От услышанного я остолбенела, в ужасе зажав рот руками. Отец остановился и растерянно посмотрел на меня.
– Наташа, чего это он? Что он такое говорит, дочка? – в голосе его слышались слёзы и смятение. – Или в заблуждение меня вводит, паразит этакий?! Дочь?! Чего это у него там поднялось-то? Какое начало? Он о чём?..
Я опустила голову, не в силах взглянуть отцу в глаза. Папа подошел совсем близко ко мне и наклонился:
– Наташа?.. Неужели это правда?! – На отца было страшно смотреть, он весь сжался. – Как же это?!
– Папа, ну что ты так нервничаешь?! Успокойся, чего ты его, дурака, слушаешь?
Отец схватился за сердце.
– Нет, Наташа, у него чего-то там поднялось, он говорит. Дочь, на кого поднялось? На невесту на мою?!
– Пап, да на какую невесту-то?
– Ну как на какую? Дарья Леонидовна же… Дочь, как же это?.. Как же это?! Наташа… Так это он что, взаправду?!
Отец прижал руку к груди и, глубоко вздохнув, раскрыл рот, сделал несколько шагов назад, уперся в стену и буквально сполз по ней на пол. И остался сидеть так с раскинутыми ногами и непонимающими глазами, глядящими на меня совершенно по-детски… Я бросилась к нему и потрясла:
– Па-а-апа… па-па, ты что?! Папа, да брось ты! Папа…
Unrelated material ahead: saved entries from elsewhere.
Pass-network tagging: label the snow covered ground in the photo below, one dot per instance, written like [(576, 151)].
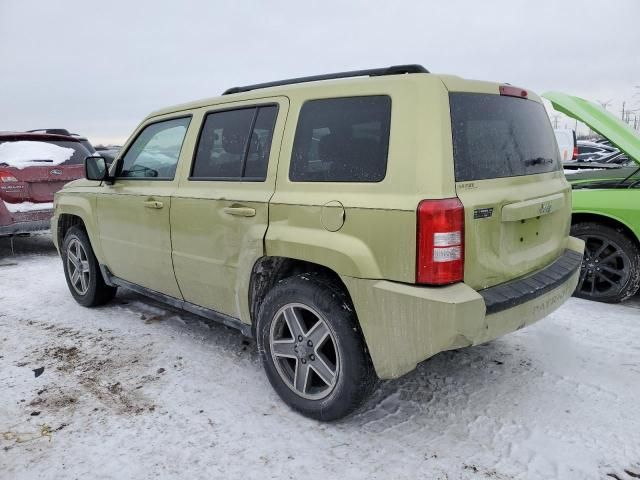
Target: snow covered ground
[(135, 390)]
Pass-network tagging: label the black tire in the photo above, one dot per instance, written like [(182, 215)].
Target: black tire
[(97, 292), (610, 270), (310, 295)]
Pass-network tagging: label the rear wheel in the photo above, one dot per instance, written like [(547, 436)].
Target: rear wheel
[(82, 271), (311, 349), (610, 269)]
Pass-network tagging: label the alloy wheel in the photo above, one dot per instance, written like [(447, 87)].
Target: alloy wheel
[(304, 351), (605, 267)]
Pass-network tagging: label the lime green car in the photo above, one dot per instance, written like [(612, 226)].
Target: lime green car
[(606, 208), (355, 223)]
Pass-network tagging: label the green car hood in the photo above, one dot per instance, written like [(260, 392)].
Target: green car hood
[(599, 120)]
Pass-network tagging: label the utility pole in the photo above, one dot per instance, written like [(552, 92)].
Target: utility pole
[(605, 104)]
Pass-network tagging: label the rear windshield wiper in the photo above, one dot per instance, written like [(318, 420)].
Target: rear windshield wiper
[(538, 161)]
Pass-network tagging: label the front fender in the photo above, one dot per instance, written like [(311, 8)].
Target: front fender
[(83, 206)]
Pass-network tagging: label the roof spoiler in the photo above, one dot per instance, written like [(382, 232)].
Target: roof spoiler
[(373, 72)]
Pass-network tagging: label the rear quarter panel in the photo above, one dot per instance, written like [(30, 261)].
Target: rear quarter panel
[(377, 239)]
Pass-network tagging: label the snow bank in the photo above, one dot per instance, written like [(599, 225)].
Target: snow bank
[(135, 390), (26, 153), (28, 206)]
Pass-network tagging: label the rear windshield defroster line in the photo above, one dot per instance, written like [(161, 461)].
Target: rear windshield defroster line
[(497, 136)]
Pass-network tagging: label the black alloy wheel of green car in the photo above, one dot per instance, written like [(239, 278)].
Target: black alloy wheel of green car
[(610, 270)]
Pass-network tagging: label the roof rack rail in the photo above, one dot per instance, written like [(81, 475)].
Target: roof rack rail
[(373, 72)]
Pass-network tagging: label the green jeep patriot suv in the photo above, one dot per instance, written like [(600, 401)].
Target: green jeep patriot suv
[(355, 223)]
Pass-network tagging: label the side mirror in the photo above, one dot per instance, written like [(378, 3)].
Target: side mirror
[(95, 168)]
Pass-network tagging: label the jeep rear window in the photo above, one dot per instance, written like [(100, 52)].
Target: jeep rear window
[(496, 136), (342, 140)]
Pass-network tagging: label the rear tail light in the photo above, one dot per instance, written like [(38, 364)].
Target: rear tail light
[(440, 242), (7, 177)]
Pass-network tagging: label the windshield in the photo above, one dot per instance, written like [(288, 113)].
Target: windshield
[(497, 136)]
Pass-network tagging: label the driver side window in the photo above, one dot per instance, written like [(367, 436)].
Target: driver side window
[(155, 152)]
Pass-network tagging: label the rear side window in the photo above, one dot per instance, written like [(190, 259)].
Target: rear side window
[(155, 152), (496, 136), (342, 140), (235, 144)]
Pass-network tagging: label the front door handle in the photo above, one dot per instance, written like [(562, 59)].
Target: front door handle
[(240, 211), (153, 204)]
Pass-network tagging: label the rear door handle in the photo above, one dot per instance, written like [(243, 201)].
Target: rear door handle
[(240, 211), (153, 204)]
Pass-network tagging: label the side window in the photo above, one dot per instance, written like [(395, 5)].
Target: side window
[(235, 144), (155, 153), (342, 140)]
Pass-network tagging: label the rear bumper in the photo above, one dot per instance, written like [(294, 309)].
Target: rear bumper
[(24, 227), (406, 324)]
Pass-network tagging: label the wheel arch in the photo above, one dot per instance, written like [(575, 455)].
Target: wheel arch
[(613, 222), (269, 270)]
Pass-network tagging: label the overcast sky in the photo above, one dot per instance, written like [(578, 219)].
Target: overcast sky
[(98, 68)]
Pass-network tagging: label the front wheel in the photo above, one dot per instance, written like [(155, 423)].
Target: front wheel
[(312, 350), (610, 270), (82, 271)]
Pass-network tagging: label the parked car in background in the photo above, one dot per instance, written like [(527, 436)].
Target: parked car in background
[(355, 227), (592, 151), (63, 131), (33, 167), (606, 208), (566, 139)]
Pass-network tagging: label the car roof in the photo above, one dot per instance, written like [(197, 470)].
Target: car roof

Но он успел только хрипло выдавить из себя:
– Ох-х-х, дочь… Что-то нехорошо-о-о мне… совсем… нехоро-о-шо, – и голова его откинулась на плечо. Больше он не сказал ни слова.
Я встала перед отцом на колени и, рыдая, взяла его безвольно упавшую руку.
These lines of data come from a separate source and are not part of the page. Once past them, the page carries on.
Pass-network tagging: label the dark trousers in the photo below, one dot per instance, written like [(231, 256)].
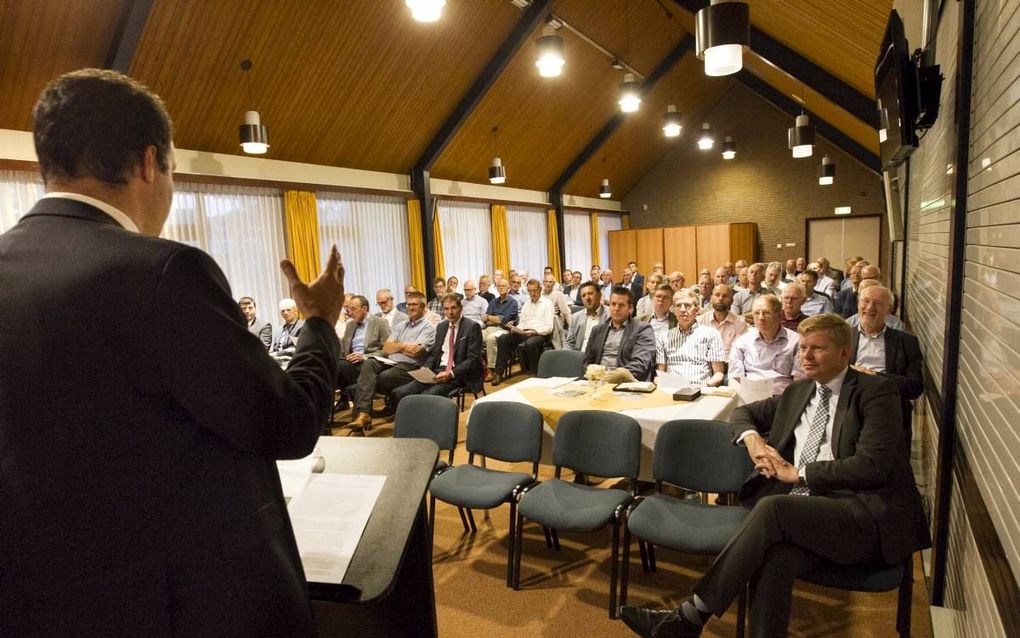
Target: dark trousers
[(529, 352), (782, 537), (377, 377)]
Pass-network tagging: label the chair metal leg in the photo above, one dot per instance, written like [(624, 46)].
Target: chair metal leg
[(625, 567), (613, 567)]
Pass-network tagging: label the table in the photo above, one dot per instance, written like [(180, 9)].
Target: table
[(388, 589), (650, 419)]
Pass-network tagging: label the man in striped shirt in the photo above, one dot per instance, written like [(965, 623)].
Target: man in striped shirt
[(692, 350)]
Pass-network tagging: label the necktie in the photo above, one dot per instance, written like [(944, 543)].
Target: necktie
[(453, 331), (815, 434)]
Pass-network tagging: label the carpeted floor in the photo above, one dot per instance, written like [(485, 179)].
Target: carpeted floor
[(566, 593)]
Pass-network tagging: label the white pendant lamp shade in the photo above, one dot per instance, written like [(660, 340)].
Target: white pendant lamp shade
[(707, 139), (550, 49), (671, 121), (826, 172), (728, 148), (254, 138), (497, 172), (629, 94), (604, 191), (722, 32), (425, 10), (801, 138)]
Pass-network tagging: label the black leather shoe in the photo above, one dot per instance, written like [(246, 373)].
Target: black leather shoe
[(659, 623)]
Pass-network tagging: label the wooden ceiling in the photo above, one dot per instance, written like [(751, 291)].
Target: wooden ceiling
[(359, 84)]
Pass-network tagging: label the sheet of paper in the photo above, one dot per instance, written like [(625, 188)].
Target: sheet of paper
[(294, 474), (673, 382), (328, 518), (423, 375), (751, 390), (551, 382)]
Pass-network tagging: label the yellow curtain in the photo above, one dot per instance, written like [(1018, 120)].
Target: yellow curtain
[(554, 244), (501, 238), (438, 242), (302, 233), (417, 243)]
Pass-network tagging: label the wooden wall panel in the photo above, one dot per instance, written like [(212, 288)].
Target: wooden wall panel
[(622, 248), (649, 248), (680, 250)]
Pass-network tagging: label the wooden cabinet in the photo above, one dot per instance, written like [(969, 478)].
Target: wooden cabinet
[(683, 248)]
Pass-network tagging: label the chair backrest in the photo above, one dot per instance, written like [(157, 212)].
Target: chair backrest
[(561, 363), (427, 416), (598, 442), (699, 454), (506, 431)]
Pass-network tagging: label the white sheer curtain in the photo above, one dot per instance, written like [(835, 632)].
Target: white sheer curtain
[(528, 241), (610, 222), (467, 239), (370, 232), (243, 230), (18, 191), (577, 242)]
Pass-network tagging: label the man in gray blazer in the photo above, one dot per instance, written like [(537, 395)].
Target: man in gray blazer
[(622, 341), (832, 482), (262, 330), (363, 337)]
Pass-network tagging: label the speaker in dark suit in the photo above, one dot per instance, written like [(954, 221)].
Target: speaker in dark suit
[(832, 482), (140, 493)]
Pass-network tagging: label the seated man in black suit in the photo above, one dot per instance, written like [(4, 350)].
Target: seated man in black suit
[(455, 355), (140, 494), (622, 341), (895, 354), (832, 483)]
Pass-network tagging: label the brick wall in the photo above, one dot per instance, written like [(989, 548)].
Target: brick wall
[(763, 184)]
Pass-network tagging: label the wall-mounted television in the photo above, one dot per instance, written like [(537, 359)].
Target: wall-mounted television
[(898, 95)]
– Папочка, пожалуйста, только не уходи…
Ответа не было. Я истошно завизжала. Папа не реагировал ни на мои крики, ни на прикосновения. Я звала его, трясла, плакала, но тщетно… Горю моему не было предела.
Сбежались слуги. Я велела срочно послать за доктором.
Федор всё это время молча стоял у двери и ждал, пока закончится моя истерика. Я обернулась к нему и простонала:
– Как же ты мог?! Зачем ты так?!
Он спокойно посмотрел на меня и хладнокровно заявил:
– Я слишком долго терпел его оскорбления. Да-а-а, я родился и вырос в деревне и, может, недостоин какого-то особенного отношения. Но знаешь, моя дорогая жена, человеческого отношения достоин каждый! А я человек! И я устал! Ты можешь называть это как угодно: жестокостью, злобой. А я тебе так скажу: сильный выигрывает битву, а слабый падает и остается на земле. И вот в сражении, которое он затеял, победу одержал я!
Он вышел и прикрыл за собой дверь, оставив меня наедине с отцом, который снова пострадал по моей вине…
Папа был очень бледен, губы сжаты, руки подтянуты к подбородку. Его поза говорила о том, что всё тело опять сковало невидимыми проволоками, они буквально связывали его, больно впиваясь в каждую клеточку. Господи, неужели это сделала с ним я?!
Я не знала, как мне попросить прощения, и горько плакала, стоя на коленях.
– Папа, папочка, – позвала я, – папочка, ну пожалуйста, скажи хоть что-нибудь!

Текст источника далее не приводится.